I have a field which contains substitution placeholders
message=User %s performed action %s on %s
message=Message %s from %s
message=User %s updated %s from version %s to version %s. Duration %s
I also have 1 or more (upto 6) matching argument fields:
arg1=ajones
arg2=delete
arg3=presentation.ppt
My aim is to produce a consolidated field which performs the substitution, and produces:
message=User ajones performed action delete on presentation.ppt
replace seems not to allow me to expand the value of the arg1 field, and eval/replace replaces all instances of %s rather than selectively.
I am left pondering the use of rex, but wonder if I have overlooked a better alternative?
Needs more map
; try this:
| makeresults
| eval message="User %s performed action %s on %s
Message %s from %s
User %s updated %s from version %s to version %s. Duration %s"
| eval arg1="ajones", arg2="delete", arg3="presentation.ppt", arg4="arg4", arg5="arg5"
| makemv delim="
" message
| mvexpand message
| rename COMMENT AS "Everything above creates sample event data; everything below is your solution"
| map search="|makeresults|eval message=$message$ | rex field=message mode=sed \"s/%s/$arg1$/ s/%s/$arg2$/ s/%s/$arg3$/ s/%s/$arg4$/ s/%s/$arg5$/\""

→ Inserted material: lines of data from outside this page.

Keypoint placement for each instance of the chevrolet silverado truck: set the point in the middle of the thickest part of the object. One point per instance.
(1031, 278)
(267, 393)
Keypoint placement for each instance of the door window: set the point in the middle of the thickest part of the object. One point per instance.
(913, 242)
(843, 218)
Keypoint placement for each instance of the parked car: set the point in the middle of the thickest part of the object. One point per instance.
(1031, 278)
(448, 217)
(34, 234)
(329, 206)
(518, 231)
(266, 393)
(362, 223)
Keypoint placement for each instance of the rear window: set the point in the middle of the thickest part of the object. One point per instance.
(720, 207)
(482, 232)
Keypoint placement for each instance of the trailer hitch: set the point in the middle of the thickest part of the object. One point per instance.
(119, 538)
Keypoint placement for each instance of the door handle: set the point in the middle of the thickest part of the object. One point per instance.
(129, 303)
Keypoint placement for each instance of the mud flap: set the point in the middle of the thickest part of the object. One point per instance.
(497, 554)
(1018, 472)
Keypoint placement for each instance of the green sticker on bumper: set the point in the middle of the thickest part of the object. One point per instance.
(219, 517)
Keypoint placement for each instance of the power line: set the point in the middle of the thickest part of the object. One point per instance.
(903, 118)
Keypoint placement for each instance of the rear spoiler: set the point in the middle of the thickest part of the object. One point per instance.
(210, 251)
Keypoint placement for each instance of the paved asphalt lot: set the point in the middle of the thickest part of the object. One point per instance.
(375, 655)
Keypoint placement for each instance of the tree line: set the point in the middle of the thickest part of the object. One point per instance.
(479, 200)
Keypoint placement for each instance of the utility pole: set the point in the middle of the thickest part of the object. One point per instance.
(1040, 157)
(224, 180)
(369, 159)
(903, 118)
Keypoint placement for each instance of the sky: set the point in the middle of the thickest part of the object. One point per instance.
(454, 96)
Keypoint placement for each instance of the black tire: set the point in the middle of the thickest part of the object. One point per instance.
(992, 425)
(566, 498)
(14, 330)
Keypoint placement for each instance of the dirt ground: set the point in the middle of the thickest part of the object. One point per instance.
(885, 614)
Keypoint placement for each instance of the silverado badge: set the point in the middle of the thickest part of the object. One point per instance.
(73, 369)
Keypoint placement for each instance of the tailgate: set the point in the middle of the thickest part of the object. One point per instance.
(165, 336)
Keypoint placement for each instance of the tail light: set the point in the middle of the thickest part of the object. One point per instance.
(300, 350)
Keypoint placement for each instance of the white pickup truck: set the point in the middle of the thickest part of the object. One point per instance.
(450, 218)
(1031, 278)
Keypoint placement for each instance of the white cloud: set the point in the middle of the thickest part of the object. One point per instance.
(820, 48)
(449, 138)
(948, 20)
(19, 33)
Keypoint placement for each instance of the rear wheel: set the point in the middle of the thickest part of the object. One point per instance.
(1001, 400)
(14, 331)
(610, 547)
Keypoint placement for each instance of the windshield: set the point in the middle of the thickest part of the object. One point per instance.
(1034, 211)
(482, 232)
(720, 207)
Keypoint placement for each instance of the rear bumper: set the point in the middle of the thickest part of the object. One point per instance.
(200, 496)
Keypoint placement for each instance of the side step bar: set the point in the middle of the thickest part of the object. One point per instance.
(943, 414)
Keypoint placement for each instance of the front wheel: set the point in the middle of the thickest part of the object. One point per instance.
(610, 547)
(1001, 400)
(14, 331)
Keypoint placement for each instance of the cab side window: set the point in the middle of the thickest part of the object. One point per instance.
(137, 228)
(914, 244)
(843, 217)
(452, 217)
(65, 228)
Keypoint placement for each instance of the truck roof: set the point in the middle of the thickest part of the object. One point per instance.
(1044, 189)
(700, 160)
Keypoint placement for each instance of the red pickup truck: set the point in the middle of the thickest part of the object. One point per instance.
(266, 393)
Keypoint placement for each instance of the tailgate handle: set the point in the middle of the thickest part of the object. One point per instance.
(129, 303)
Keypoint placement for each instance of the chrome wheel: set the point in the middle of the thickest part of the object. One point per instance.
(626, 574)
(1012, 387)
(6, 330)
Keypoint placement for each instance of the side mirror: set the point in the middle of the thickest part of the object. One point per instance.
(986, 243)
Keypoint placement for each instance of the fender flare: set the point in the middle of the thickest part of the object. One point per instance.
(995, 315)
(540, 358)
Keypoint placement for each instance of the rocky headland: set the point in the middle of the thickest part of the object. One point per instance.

Try something like this...
| makeresults
| eval m0="User %s performed action %s on %s"
| eval m1=split(m0,"%s")
| eval m2=mvappend("arg1","arg2","arg3","arg4","arg5","arg6")
| eval m3=mvzip(m1,m2,"")
| eval m4=mvjoin(m3,"")
The results show the limitations of the technique as well. In the above example, args 5 and 6 go away because they are unmatched in the message string. Also, if the final %s is not at the very end of the string, you end up losing the final bit of the string. To make it work perfectly, you need to true up the lengths of the two multivalue fields, something like this...
| makeresults
| eval m0="User %s performed action %s on %s"
| eval m1=split(m0,"%s")
| eval m2=mvappend("arg1","arg2","arg3","arg4","arg5","arg6")
| eval spacer = mvappend("","","","","","","")
| eval c1=mvcount(m1)
| eval c2=mvcount(m2)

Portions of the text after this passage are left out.